In process of creating data package from an existing one. The current package has both raw data files and the associated RData objects created from them. Currently, the data subdirectory is 1.5Mb and the extdata is 5.4Mb. Never having created a data package before, how is this best done? Should the data package contain only the raw data, or the RData objects too (tightly coupled)? If the later, what (if anything) is added to the DESCRIPTION meta-information to denote the dependency? Should both packages suggest each other?
Data package questions
2 messages · Roebuck,Paul L, Claudia Beleites
Dear Paul,
In process of creating data package from an existing one.

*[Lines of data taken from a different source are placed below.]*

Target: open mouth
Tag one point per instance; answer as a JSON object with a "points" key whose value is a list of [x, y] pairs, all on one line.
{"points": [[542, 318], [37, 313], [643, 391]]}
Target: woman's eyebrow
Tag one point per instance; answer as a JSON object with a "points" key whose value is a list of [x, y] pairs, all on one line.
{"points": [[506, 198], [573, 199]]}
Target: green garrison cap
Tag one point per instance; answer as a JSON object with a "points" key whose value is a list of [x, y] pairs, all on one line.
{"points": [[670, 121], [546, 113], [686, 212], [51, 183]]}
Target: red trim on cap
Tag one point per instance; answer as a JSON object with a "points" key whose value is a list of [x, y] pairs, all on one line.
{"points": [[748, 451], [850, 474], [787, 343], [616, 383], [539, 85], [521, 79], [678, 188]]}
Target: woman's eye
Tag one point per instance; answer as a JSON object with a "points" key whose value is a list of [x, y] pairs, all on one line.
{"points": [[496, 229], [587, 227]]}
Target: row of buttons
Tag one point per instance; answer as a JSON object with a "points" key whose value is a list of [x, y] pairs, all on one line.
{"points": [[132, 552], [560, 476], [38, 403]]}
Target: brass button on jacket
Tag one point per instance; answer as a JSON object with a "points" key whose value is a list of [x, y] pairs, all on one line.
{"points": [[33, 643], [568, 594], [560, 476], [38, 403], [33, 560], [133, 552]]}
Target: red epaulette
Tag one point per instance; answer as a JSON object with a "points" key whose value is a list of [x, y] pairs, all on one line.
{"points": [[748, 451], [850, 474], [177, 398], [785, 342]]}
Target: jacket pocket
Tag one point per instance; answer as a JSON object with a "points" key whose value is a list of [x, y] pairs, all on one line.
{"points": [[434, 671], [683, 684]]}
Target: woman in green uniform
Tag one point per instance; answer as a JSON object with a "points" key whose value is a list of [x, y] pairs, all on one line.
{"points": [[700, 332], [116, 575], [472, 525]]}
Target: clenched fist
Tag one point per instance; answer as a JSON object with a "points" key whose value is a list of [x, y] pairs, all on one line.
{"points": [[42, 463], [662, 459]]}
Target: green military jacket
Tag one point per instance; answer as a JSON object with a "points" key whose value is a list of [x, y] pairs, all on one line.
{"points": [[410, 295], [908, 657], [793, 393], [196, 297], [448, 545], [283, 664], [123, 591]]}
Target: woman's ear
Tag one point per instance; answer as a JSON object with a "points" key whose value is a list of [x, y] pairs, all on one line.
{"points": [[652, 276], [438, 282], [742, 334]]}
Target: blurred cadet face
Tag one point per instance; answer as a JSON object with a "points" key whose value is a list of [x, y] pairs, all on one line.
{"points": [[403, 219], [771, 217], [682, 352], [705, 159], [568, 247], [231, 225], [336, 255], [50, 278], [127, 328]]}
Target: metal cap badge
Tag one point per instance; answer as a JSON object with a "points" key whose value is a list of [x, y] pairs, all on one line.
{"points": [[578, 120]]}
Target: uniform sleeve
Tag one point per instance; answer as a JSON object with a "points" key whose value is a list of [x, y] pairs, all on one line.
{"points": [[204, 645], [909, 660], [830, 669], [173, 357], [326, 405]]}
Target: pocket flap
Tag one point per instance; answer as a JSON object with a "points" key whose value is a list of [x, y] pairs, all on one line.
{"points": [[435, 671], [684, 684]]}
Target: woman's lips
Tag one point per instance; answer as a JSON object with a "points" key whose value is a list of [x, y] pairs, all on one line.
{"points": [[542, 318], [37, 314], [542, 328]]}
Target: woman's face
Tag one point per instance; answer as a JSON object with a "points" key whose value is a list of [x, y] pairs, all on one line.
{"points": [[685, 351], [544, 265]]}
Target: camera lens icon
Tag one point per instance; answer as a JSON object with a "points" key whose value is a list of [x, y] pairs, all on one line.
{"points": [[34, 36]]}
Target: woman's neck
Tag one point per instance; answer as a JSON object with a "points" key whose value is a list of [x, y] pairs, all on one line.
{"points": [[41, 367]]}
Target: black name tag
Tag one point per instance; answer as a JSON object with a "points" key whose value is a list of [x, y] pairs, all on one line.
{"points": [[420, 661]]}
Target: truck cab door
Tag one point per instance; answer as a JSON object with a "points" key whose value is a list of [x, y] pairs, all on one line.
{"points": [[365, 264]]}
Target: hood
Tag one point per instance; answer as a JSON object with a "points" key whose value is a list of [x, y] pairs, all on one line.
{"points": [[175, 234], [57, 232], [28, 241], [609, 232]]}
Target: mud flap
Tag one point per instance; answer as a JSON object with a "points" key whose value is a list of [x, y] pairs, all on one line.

The current package has both raw data files and the associated RData objects created from them. Currently, the data subdirectory is 1.5Mb and the extdata is 5.4Mb. Never having created a data package before, how is this best done? Should the data package contain only the raw data, or the RData objects too (tightly coupled)? If the later, what (if anything) is added to the DESCRIPTION meta-information to denote the dependency? Should both packages suggest each other?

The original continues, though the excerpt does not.